For performance reasons, it can be useful to write functions in C/C++ which can then be called within Python. This will be an introductory post, in where we will call a simple C++ function (with a dependency) within Python using SWIG.

First we need to install SWIG:

sudo apt install swig

We’re going to use GNU MP in order to have arbitrary precision arithmetic for our factorial function.

sudo apt install libgmp-dev

Source Setup

Normally people use headers for larger C++ programs, though we’re going to create one just so we can see how to include it later in SWIG. Let’s called this file factorial.hpp

#ifndef FACTORIAL_H
#define FACTORIAL_H
std::string fact(unsigned int n);
#endif

In order to get it the large number from C++ to Python. We are going to use std::string as the return of our fact function.

Here is the source factorial.cpp

#include <gmpxx.h>
#include "factorial.hpp"

std::string fact(unsigned int n) {
        if (n == 0) {
                n = 1;
        }
        mpz_class result(n);
        while (n > 1) {
                n--;
                result *= n;
        }
        return result.get_str(10); // Base 10
}

Now that we have our C++ code, we need to create a swig template file called factorial.i

 %module factorial
 %{
 #include "factorial.hpp"
 %}
 
 %include <std_string.i>
 %include "factorial.hpp"
 

Since we’re returning a std::string we need to tell SWIG what that is. We do this through the <std_string.i> include.

We can now ask SWIG to write the C++ code that will interface with Python. This will create the files factorial_wrap.cxx and factorial.py.

swig -c++ -python factorial.i

Compilation and Linkage

Let’s compile our C++ code.

g++ -O2 -fPIC -c factorial.cpp 
Flag Description
-O2 Perform nearly all supported optimizations that don’t involve a space-speed tradeoff.
-fPIC Create Position-Independent Code
-c Don’t link at this time

To compile factorial_wrap.cxx we need to include the directory where Python.h lives.

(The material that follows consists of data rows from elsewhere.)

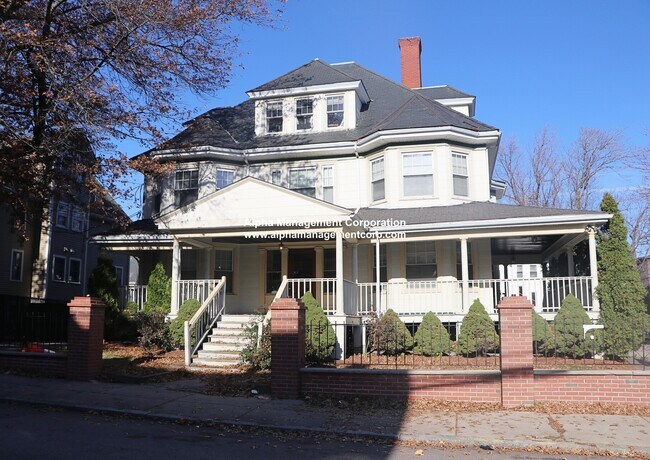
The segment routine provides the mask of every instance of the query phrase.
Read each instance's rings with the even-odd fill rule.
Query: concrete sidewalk
[[[128,385],[0,375],[2,401],[279,430],[495,447],[634,451],[650,456],[650,419],[639,416],[512,411],[369,416],[299,400],[207,396],[201,389],[198,380]]]

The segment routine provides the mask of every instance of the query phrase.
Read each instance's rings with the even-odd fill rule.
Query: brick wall
[[[534,398],[650,405],[650,371],[535,371]]]
[[[386,396],[501,402],[499,371],[301,370],[303,395]]]

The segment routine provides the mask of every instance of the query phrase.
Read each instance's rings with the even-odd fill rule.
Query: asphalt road
[[[578,459],[81,413],[0,403],[0,459]]]

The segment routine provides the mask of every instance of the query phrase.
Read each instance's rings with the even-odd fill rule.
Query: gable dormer
[[[247,92],[255,102],[255,135],[354,129],[370,97],[363,82],[316,59]]]

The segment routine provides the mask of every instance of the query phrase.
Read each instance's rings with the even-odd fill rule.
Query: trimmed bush
[[[560,311],[555,315],[555,351],[570,358],[584,358],[591,353],[589,343],[584,339],[584,324],[591,324],[582,303],[569,294],[562,301]]]
[[[306,292],[301,300],[307,309],[305,314],[305,358],[308,363],[314,364],[330,361],[336,346],[334,328],[311,292]]]
[[[198,300],[186,300],[179,308],[178,316],[169,323],[169,332],[177,347],[185,348],[185,321],[191,320],[199,308],[201,308],[201,304]]]
[[[463,355],[484,355],[499,347],[499,335],[494,321],[485,311],[480,300],[474,300],[463,318],[458,336],[457,350]]]
[[[138,324],[138,344],[146,351],[170,351],[174,348],[165,315],[141,311],[135,317]]]
[[[373,351],[395,356],[413,348],[413,336],[397,313],[389,309],[370,323],[369,345]]]
[[[554,348],[555,332],[553,327],[533,310],[533,350],[544,353]]]
[[[243,363],[250,364],[253,368],[260,370],[271,368],[271,323],[269,322],[264,326],[265,316],[263,314],[258,315],[257,318],[251,320],[244,328],[246,345],[240,355]],[[262,330],[262,337],[258,346],[257,331],[260,327],[264,329]]]
[[[442,356],[451,352],[449,331],[433,312],[428,312],[422,318],[422,323],[415,332],[413,351],[424,356]]]
[[[172,279],[165,273],[165,268],[159,262],[149,275],[147,284],[147,301],[142,310],[148,313],[166,315],[171,311]]]

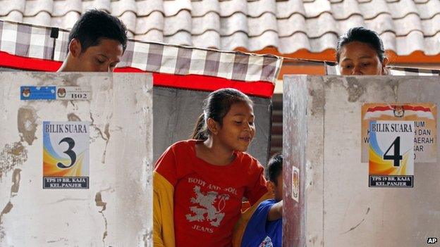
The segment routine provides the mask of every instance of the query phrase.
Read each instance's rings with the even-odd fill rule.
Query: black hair
[[[68,44],[73,39],[79,40],[82,53],[90,46],[99,45],[102,39],[119,42],[123,52],[127,47],[127,28],[117,18],[92,9],[85,12],[75,23],[69,34]]]
[[[338,46],[336,46],[336,61],[338,63],[339,62],[342,48],[346,44],[353,42],[362,42],[370,46],[376,51],[381,63],[384,63],[386,56],[382,40],[377,32],[362,27],[350,28],[345,34],[339,37]]]
[[[191,138],[197,140],[207,139],[210,134],[207,127],[208,119],[212,118],[221,126],[223,118],[231,109],[231,106],[240,102],[253,105],[253,102],[246,94],[237,89],[221,89],[209,94],[203,101],[203,113],[197,119]]]
[[[281,153],[274,154],[267,163],[267,179],[277,184],[278,176],[283,173],[283,154]]]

You can find this by issuing the command locate Python.h. Below is where it is located on my system.

g++ -O2 -fPIC -c factorial_wrap.cxx -I/home/user/.pyenv/versions/3.8.2/include/python3.8/

Finally let’s create the needed shared object file by linking factorial.o, factorial_wrap.o, and the GNU MP libraries.

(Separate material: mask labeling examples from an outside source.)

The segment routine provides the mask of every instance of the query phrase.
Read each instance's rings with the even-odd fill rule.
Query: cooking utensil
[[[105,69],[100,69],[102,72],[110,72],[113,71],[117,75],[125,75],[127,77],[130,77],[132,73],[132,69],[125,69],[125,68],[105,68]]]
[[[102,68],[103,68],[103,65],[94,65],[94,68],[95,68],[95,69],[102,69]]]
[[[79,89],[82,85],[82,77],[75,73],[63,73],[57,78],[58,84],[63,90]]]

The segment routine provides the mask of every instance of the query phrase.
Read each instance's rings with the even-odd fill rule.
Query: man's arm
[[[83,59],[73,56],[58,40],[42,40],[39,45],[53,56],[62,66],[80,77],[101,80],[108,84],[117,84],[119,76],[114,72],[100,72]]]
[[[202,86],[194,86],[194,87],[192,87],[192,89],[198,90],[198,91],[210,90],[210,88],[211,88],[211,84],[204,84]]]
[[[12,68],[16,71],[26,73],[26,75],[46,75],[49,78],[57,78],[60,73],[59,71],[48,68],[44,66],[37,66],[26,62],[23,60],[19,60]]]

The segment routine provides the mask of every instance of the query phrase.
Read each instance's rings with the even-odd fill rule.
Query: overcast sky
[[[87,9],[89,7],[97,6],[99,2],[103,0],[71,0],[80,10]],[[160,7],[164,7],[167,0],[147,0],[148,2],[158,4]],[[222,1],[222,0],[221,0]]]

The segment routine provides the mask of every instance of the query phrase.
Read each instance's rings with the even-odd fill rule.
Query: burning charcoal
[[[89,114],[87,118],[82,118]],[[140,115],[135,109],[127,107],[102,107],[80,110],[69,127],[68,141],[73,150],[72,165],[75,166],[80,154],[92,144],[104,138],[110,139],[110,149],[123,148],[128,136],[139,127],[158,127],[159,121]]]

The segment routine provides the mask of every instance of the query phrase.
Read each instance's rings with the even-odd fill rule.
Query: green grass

g++ -O2 -fPIC -shared factorial.o factorial_wrap.o -lgmpxx -lgmp -o _factorial.so

It is important that our final output is called _ + module_name.so

We should at this time be able to open up python and import our function.

import factorial
factorial.fact(5)

If you run into any errors, the SWIG Documentation is quite helpful.

In order to not have to type out the compiling and linking commands every time, here is a Makefile

CC=g++
CFLAGS=-O2 -fPIC -Wall
PYTHON_PATH=/home/user/.pyenv/versions/3.8.2/include/python3.8/

all: _factorial.so

_factorial.so: factorial.o factorial_wrap.o
	$(CC) $(CFLAGS) -shared factorial.o factorial_wrap.o -lgmpxx -lgmp -o _factorial.so

factorial_wrap.o: factorial_wrap.cxx
	$(CC) $(CFLAGS) -c factorial_wrap.cxx -I$(PYTHON_PATH)

factorial.o: factorial.cpp
	$(CC) $(CFLAGS) -c factorial.cpp

factorial_wrap.cxx: factorial.i
	swig -c++ -python factorial.i

clean:
	rm *.o *.so factorial_wrap.cxx factorial.py

Then you can call make clean to clean up everything and make to run all the individual compilation steps we did before.